Vivre avec les plantes

Vivre avec les plantes.
Des déambulations contre les parcours balisés.

Avec Véronique Désanlis et Ariane Leblanc

Jeudi 24 novembre 2016, 19h

ENTREE LIBRE SUR RESERVATION à
reservation@leslaboratoires.org ou au 01 53 56 15 90

Gilles Clément, dans son Manifeste du Tiers paysage : « Elever l’indécision à hauteur politique. La mettre en balance avec le pouvoir ».
« Envisager la marge comme un territoire d’investigation des richesses à la rencontre de milieux différents ».

Dans le bocage et les zones humides de la ZAD de Notre Dame des Landes s’exprime farouchement le refus du bétonnage, d’un futur non-lieu fait de flux et de circulations marchandes. Mais ce qu’il y a à défendre aussi ce sont des rapports non administrés à un milieu singulier.

Dans nos milieux urbains, il y a les espaces végétalisés décoratifs balisant nos parcours. Mais aussi les friches innombrables et son écologie rudérale, soit la possibilité de l’étude parcimonieuse des marges urbaines et des territoires laissés à l’abandon. On sait que l’arbuste Buddleia davidii, originaire de l’Himalaya, notre familier "arbre aux papillons", proliférant dans toutes les friches postindustrielles (y compris sur des sols fortement pollués) a une puissance destructrice inouïe. Ses racines peuvent en quelques années éventrer des constructions en béton armé.
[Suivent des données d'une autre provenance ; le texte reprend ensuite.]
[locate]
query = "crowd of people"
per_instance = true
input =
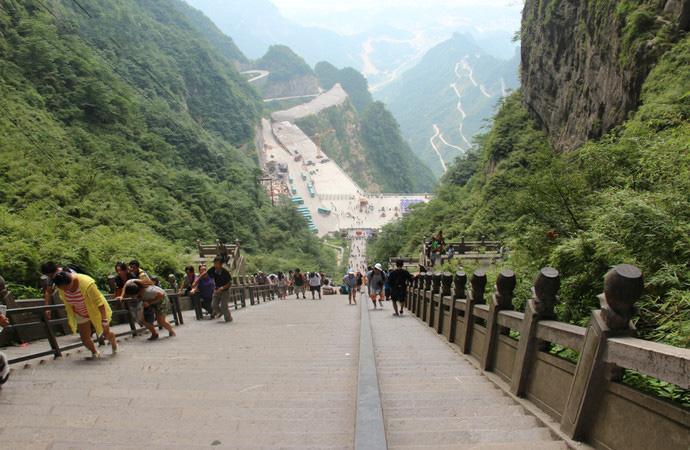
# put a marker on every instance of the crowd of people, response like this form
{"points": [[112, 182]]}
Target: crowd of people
{"points": [[88, 312], [379, 284]]}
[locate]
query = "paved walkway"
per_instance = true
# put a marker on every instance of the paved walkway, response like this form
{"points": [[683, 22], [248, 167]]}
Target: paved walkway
{"points": [[432, 397], [283, 374]]}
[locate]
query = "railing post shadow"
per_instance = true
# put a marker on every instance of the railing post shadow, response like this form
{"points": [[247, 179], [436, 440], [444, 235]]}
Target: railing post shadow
{"points": [[476, 297], [540, 306], [623, 286], [502, 300], [459, 283]]}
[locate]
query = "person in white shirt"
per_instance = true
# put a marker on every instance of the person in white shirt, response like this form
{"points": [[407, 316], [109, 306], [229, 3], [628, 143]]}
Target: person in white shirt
{"points": [[315, 284]]}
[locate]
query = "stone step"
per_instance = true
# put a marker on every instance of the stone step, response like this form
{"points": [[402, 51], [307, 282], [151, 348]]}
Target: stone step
{"points": [[468, 437], [478, 423], [460, 410], [528, 445]]}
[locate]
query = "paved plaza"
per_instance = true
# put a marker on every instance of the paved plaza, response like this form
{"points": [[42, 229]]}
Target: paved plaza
{"points": [[284, 374]]}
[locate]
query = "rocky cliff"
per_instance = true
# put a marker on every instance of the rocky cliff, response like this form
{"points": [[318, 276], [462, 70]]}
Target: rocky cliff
{"points": [[584, 61]]}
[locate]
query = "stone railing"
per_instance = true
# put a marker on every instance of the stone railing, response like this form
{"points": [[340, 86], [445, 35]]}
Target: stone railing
{"points": [[586, 398], [231, 253], [481, 249], [30, 322]]}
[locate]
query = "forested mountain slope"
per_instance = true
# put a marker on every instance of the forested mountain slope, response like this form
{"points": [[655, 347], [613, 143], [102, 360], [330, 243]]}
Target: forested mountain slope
{"points": [[622, 198], [120, 135], [448, 97]]}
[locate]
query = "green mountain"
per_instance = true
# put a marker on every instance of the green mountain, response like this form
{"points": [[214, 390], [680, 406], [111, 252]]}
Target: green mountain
{"points": [[369, 148], [126, 133], [350, 79], [222, 43], [289, 75], [618, 198], [449, 97]]}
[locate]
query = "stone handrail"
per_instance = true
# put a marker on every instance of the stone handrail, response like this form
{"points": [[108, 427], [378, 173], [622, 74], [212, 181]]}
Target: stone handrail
{"points": [[29, 321], [586, 398]]}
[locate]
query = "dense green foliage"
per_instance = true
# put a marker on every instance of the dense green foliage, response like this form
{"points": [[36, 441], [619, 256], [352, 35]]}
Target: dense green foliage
{"points": [[426, 95], [119, 140], [389, 156], [283, 64], [370, 148], [623, 198], [221, 42], [350, 79]]}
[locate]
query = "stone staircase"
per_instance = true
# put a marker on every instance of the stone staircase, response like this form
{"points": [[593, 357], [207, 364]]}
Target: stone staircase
{"points": [[432, 397]]}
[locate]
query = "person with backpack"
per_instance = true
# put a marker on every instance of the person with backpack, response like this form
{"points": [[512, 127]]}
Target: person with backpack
{"points": [[156, 305], [203, 288], [298, 282], [350, 281], [376, 280], [398, 280], [315, 284], [221, 294]]}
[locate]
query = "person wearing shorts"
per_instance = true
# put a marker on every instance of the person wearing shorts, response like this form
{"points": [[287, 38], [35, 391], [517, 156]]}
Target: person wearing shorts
{"points": [[375, 281], [315, 284], [156, 306], [350, 280], [298, 281], [398, 280]]}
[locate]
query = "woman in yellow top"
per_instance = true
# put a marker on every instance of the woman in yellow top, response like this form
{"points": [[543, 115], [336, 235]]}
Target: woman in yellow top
{"points": [[85, 306]]}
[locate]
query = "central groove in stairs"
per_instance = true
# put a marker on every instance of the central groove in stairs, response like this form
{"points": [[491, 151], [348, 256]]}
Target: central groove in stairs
{"points": [[370, 433]]}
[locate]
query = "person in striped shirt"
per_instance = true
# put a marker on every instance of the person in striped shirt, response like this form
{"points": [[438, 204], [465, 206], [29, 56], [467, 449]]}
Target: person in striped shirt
{"points": [[85, 306]]}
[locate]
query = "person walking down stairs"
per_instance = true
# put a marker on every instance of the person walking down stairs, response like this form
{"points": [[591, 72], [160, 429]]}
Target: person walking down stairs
{"points": [[315, 284]]}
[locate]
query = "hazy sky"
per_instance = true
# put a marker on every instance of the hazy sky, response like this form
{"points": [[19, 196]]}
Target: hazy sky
{"points": [[350, 15]]}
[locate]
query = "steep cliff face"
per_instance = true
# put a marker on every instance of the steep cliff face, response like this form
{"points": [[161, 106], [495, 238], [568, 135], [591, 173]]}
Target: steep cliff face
{"points": [[584, 61]]}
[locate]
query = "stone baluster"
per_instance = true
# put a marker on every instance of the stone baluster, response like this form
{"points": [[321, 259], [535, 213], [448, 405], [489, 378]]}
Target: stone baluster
{"points": [[426, 296], [459, 283], [476, 297], [502, 300], [445, 299], [434, 298], [623, 286], [413, 295], [539, 307], [175, 301]]}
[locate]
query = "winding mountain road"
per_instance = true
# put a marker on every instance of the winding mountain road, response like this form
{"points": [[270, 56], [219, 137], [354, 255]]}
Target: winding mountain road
{"points": [[258, 74], [437, 134]]}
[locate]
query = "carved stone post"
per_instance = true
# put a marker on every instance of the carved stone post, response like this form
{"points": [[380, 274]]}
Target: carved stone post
{"points": [[425, 287], [175, 301], [541, 306], [476, 297], [446, 299], [434, 298], [502, 300], [623, 286], [459, 283]]}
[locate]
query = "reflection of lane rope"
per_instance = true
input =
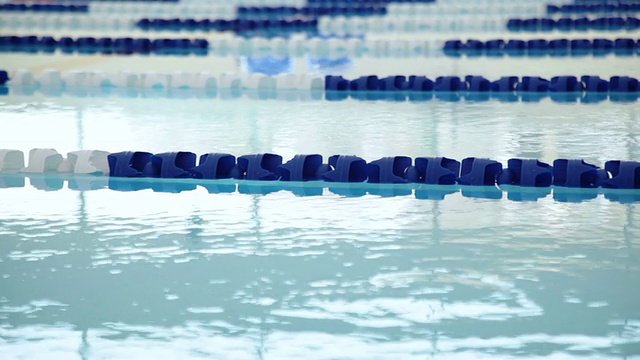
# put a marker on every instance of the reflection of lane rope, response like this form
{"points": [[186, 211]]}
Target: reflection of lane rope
{"points": [[53, 182], [529, 173], [365, 87]]}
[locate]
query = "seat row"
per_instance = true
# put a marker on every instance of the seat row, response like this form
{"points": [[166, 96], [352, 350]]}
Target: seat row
{"points": [[105, 44], [617, 84], [318, 10], [558, 47], [44, 8], [468, 23], [449, 9], [470, 171], [620, 8], [235, 25], [615, 23]]}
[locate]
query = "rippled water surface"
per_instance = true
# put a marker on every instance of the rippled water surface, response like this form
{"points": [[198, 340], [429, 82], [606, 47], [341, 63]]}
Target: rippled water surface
{"points": [[107, 274]]}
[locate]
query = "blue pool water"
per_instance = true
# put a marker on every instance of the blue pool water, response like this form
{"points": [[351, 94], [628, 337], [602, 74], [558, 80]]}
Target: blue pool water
{"points": [[106, 274]]}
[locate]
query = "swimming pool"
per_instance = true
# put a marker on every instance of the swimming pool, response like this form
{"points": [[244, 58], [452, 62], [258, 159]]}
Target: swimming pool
{"points": [[90, 268]]}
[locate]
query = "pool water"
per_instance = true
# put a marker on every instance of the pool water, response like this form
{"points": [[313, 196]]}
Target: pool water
{"points": [[209, 274]]}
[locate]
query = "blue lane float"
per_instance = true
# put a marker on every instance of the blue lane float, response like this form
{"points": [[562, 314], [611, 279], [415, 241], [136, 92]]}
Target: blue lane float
{"points": [[534, 84], [481, 172], [594, 8], [614, 23], [542, 47], [107, 45]]}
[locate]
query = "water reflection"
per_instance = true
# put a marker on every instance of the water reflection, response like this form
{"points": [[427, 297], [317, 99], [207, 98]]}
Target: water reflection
{"points": [[320, 94], [53, 182], [275, 276]]}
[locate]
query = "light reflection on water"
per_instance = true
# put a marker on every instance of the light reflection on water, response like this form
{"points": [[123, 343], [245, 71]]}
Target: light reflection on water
{"points": [[110, 274]]}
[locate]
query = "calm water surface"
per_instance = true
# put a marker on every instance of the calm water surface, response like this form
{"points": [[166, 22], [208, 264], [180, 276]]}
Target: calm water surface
{"points": [[107, 274]]}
Mike Davis, dans « Villes mortes : une histoire naturelle » (Dead cities), nous dit : « nous en savons plus sur l’écologie des forêts tropicales que sur l’écologie urbaine », sur ses logiques de succession écologique, sur les déséquilibres de l’urbanisation métropolitaine laissant en permanence les portes ouvertes aux forces colossales des réagencements écologiques. Ainsi, il évoque les travaux fictionnels de George Ripey Steward, naturaliste et historien de l’Ouest américain : celui-ci, dans son roman Earth Abides relate à partir du personnage du Survivant, comment après une obscure épidémie qui fait disparaître la presque totalité des habitants de la Terre, les mégapoles californiennes deviennent en un peu plus de quarante ans un gigantesque amas de ruines recouvertes par des forêts, des zones humides habitées par des innombrables espèces animales.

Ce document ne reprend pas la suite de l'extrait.